Le Commissaire Gilles Marhic, Chef du Bureau du droit des conflits armés du Ministère de la Défense a présenté, quant à lui, le Protocole du 26 mars 1999 à la Convention de 1954 sur la protection des biens culturels en cas de conflits armés et a précisé les nouveautés apportées au régime de protection. En ce qui concerne les règles générales de protection, il a souligné que le Protocole de 1999 ajoute une clause de réciprocité en cas de non-respect par la partie adverse des règles de protection et "apporte des contraintes supplémentaires dans la mise en oeuvre du principe de nécessité militaire" qui est désormais soumis au respect d’un certain nombre de précautions. De plus, il a fait remarquer que ce texte, en mettant en place un régime de protection spéciale renforcé, crée un nouveau niveau de protection par rapport à la convention de 1954.
Abdelwahab Biad, Maître de Conférences à l’Université de Rouen, est revenu sur "l’apport au droit international humanitaire de l’avis de la CIJ sur la licéité de la menace ou de l’emploi d’armes nucléaires" (5) et s’est notamment demandé si les "principes intransgressibles du droit international humanitaire" (6) reconnus par la Cour n’auraient pas suffi à rendre l’usage des armes nucléaires illégal.
II. Les mécanismes de mise en oeuvre et de sanction du droit international humanitaire : "Vers une plus grande efficacité du droit humanitaire ?"
Le Professeur Luigi Condorelli (7) n’a pu que constater l’impuissance de la Commission à jouer aujourd’hui un rôle central dans la mise en oeuvre du droit international humanitaire dans la mesure où elle a été établie "sur une base consensuelle" et n’est compétente que pour les conflits armés internationaux en vertu de l’article 90 du Protocole additionnel I de 1977 (8). Il a présenté ce qu’envisage la Commission, en dehors des possibilités ouvertes par l’article 90, "pour répondre aux besoins d’aujourd’hui qui portent sur des conflits internes". La Commission s’est ainsi accordée "un droit d’initiative humanitaire" afin de proposer ses services aux parties en conflit et souhaiterait développer "la logique du multilatéralisme" en enquêtant dans les cas de violation du droit humanitaire par les organisations internationales.
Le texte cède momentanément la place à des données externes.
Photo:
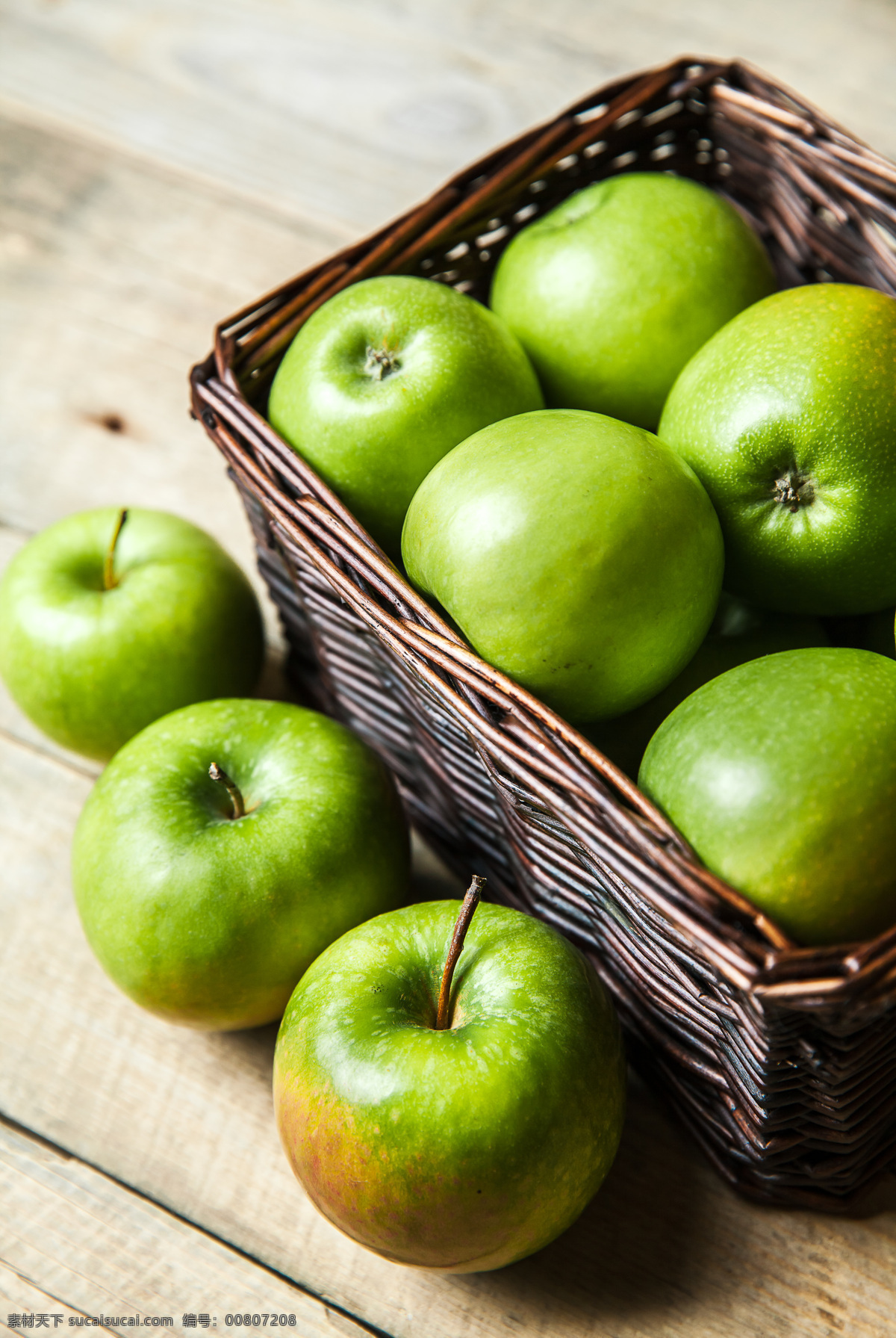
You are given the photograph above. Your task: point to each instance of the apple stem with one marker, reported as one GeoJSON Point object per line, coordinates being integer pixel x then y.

Stéphane Bourgon, membre du bureau du Procureur à La Haye, a montré comment les tribunaux pénaux internationaux ad hoc pouvaient contribuer au développement du droit international humanitaire, en particulier sur le plan de la définition des différentes catégories d’infraction et sur celui de la définition des infractions et de leurs éléments constitutifs et qu’ils étaient "sur le point de créer un nouveau système juridique" dans la mesure où ils étaient amenés à définir les règles de preuve et de procédure.
Tout en examinant la question du génocide, le Professeur Laurence Burgorgue-Larsen est revenu sur le fonctionnement et les réalisations du Tribunal d’Arusha en rappelant notamment l’obligation de coopération à la charge des Etats dans la recherche et l’arrestation des accusés et en soulignant l’importance du témoignage oral devant cette juridiction et le problème de la "précarité de la sécurité des témoins".
Le Professeur Eric David a été chargé d’imaginer quel pourrait être "l’avenir de la Cour pénale internationale". Partagé entre l’optimisme et le pessimisme à son sujet, il a tout d’abord présenté les obstacles à sa mise en oeuvre effective : l’exigence des 60 ratifications pour son entrée en vigueur, les limites tenant à ses compétences, etc. Malgré tout, il a fini en insistant sur "les potentialités réelles" de la Cour, tenant notamment à la possibilité de sa saisine par le Conseil de sécurité des Nations unies qui en ferait une sorte de "tribunal en stand-by" faisant peser une "épée de Damoclès" sur les Etats qui refuseront de ratifier son statut.